Exercise: 3 of 4 times, for 1 minute or so (no more)
* Close your eyes and repeat the idea.
* Open your eyes and look slowly around you. While doing so
repeat over and over, "I am looking at a meaningless world."
* Close your eyes and say, "A meaningless world engenders
fear, because I think I am in competition with God."
Remarks: Do not worry if you do not believe the closing statement. You may
think it is crazy and you may resist it. All of that is fine. Simply note
your resistance, whatever forms it takes, and tell yourself that the real
reason for it is that this statement awakens your underlying fear of God's
vengeance. Deep inside you believe that by rushing in and writing your
meaning on the world's blank slate you have temporarily defeated God. As a
result, you believe you now face His wrath. To cope with this belief you
have shoved it down in your unconscious, but today's concluding statement
brings it back toward the surface. This is why you fear the statement and
are eager to dismiss it. Because of all this, do not dwell on it or even
think of it except during the exercises.
More specifically than upsetting us, the meaningless world we see sparks
fear within us. After spending several days convincing us, so it seems, that
the world is meaningless, the Course "reverses course:"

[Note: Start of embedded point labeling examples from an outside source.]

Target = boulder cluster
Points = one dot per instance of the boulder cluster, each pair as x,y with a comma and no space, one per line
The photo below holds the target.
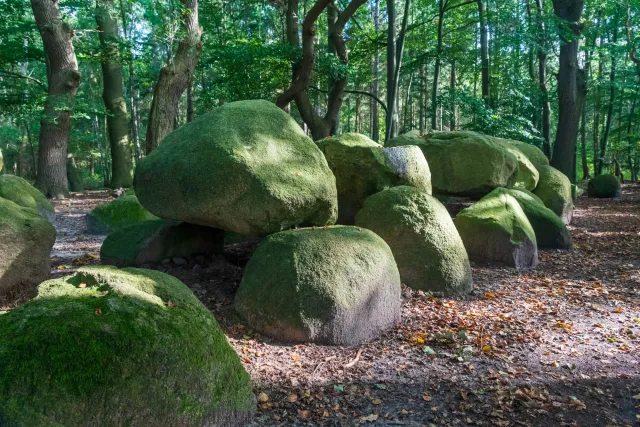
344,222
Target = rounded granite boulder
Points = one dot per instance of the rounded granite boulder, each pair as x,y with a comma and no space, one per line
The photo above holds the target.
117,214
363,167
554,189
246,167
604,186
331,285
26,239
464,163
24,194
424,241
496,230
108,347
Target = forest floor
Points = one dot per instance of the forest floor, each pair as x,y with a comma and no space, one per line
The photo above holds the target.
559,346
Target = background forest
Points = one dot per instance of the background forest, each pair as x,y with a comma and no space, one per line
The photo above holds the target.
371,67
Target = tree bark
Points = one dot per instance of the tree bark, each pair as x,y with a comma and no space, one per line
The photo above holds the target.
174,78
564,149
113,95
484,52
63,80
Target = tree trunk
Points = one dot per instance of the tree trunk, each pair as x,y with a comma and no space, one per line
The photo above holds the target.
174,78
63,80
113,95
436,68
612,99
564,149
375,110
484,51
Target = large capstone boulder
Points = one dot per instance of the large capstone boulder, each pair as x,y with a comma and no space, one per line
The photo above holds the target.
24,194
554,189
533,153
150,242
551,232
109,347
604,187
331,285
26,239
464,163
496,231
245,167
363,167
425,243
117,214
528,175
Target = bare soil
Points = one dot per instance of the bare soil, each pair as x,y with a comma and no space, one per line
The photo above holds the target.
559,346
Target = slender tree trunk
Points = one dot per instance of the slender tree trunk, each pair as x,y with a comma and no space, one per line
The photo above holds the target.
564,149
436,68
484,52
612,99
375,110
63,80
113,95
174,78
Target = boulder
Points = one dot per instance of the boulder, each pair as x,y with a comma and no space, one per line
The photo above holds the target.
150,242
604,187
533,153
527,173
117,214
363,167
464,163
496,230
109,347
554,189
551,232
332,285
425,243
26,239
24,194
245,167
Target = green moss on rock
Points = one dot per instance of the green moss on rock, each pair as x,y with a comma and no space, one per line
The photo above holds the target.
551,232
363,167
424,241
331,285
245,167
128,347
464,163
26,239
150,242
554,189
604,187
496,230
24,194
117,214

"Actually, a meaningless world is impossible. Nothing without meaning
exists" (1:2). The Introduction to the Text states that "nothing unreal
exists," and now we are told nothing meaningless exists. The situation is
not that meaningless things exist and we are afraid because we see them;
what is happening is that we <think> we perceive things without meaning, and
rush to write our meaning on them. We see no meaning because we are
unwilling to see the meaning already written on them by God.
When we see the meaningless it arouses anxiety in us. "It represents a
situation in which God and the ego 'challenge' each other as to whose
meaning is to be written in the empty space the meaninglessness provides.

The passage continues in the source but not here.